Meliantha membawa strategi bunga ala estetika gambar diam (still life), dan dengan sengaja membuat strategi bidang transparan untuk menunjukkan struktur bingkai yang menopang lukisan ini. Meliantha melihat bingkai sebagai bagian dari karya seni yang menarik untuk dipandang, bukan hanya disembunyikan. Apalagi dalam konteks konseptualisasi karya ini, Meliantha melihat puing sebagai bagian dari struktur, dan bingkai lukisan pun merupakan bentuk struktur mesti yang sederhana. Struktur geometris ini menjadi bagian dari elemen visual yang membentuk karya, sebagaimana bunga-bunga. Selain ketidaklaziman menampakkan bingkai sebagai elemen visual yang sejajar dengan objek karya, Meliantha juga berhasil memberikan kontras yang menarik dari struktur bingkai yang geometris dengan detil bunga yang penuh dengan garis lengkung (kurva). 

 

Bentuk dan komposisi bebungaan ini juga mengingatkan saya pada bentuk kerajinan kruistik yang banyak menghiasi rumah-rumah kelas menengah pada 1980an, yang Sebagian dibuat oleh para istri melalui kelompok Pendidikan Kesejahteraan Keluarga.

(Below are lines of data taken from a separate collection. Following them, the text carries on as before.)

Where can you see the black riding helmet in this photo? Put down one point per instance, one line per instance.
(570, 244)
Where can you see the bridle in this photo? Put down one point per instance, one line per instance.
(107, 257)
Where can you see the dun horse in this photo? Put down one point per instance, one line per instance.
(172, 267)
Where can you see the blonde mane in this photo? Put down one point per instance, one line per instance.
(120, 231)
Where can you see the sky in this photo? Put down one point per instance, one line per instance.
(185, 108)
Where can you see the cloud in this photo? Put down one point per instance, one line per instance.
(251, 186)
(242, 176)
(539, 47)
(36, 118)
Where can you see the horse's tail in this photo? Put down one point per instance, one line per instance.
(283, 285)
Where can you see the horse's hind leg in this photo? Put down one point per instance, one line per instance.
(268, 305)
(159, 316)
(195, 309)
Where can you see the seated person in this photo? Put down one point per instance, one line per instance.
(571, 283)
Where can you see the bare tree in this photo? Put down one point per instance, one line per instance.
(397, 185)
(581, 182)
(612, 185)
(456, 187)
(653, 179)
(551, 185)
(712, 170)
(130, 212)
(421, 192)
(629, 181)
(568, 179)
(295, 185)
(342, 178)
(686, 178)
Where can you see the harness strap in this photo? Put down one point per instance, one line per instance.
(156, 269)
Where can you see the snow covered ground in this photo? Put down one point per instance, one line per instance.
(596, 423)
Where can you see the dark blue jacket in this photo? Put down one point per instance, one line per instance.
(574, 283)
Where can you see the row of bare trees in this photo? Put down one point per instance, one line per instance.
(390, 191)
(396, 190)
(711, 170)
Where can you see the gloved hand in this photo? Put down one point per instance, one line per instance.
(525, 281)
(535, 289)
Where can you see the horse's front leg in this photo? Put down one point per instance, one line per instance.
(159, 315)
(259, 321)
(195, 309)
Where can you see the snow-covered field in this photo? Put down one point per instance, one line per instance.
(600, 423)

Selain bentuk bunga, Ingatan tentang konstruksi perumahan yang “keras” dan sarat dengan citra maskulin atas bahan-bahan padat industri, kemudian bertemu dengan bentuk yang lebih halus dan dibuat dengan moda kriya rumahan. Meliantha tidak hanya menawarkan pertentangan bentuk antara yang keras dan yang halus, yang massif dan yang unik, tetapi juga ingatan yang berkelindan di antara yang dianggap sampah dan apa yang indah. 

 

Melalui pemilihan material yang sangat dengan pengalaman dan ingatan tubuhnya atas sebuah proses konstruksi bangunan, serta cerapan atas keindahan bebungaan, Meliantha membawa kita menelusuri jejak yang samar dari proses pembangunan di kota pinggiran, dari ekonomi sebuah negara yang melaju dari boom minyak dunia pada 1970an dan bagaimana gaya hidup kelas menengah baru pada saat itu. Praktik artistiknya tidak saja mengartikulasikan ingatan dan mantransformasikannya menjadi bentuk yang tak terpikirkan, tetapi memberi ruang persilangan pertemuan antara maskulin dan feminin, material keras dan bentuk yang lembut, seni tinggi dan seni sehari-hari, materialitas dan dialektika objek. Meskipun secara visual tampak sederhana; rangkaian bunga-bunga tiga dimensi yang tertempel di dinding galeri, Meliantha sedang menawarkan pembacaan atas sejarah keluarganya sebagai bagian dari narasi konteks atas lanskap arsitektur dan kota, serta negosiasi yang cerdas atas kanon sejarah seni kita.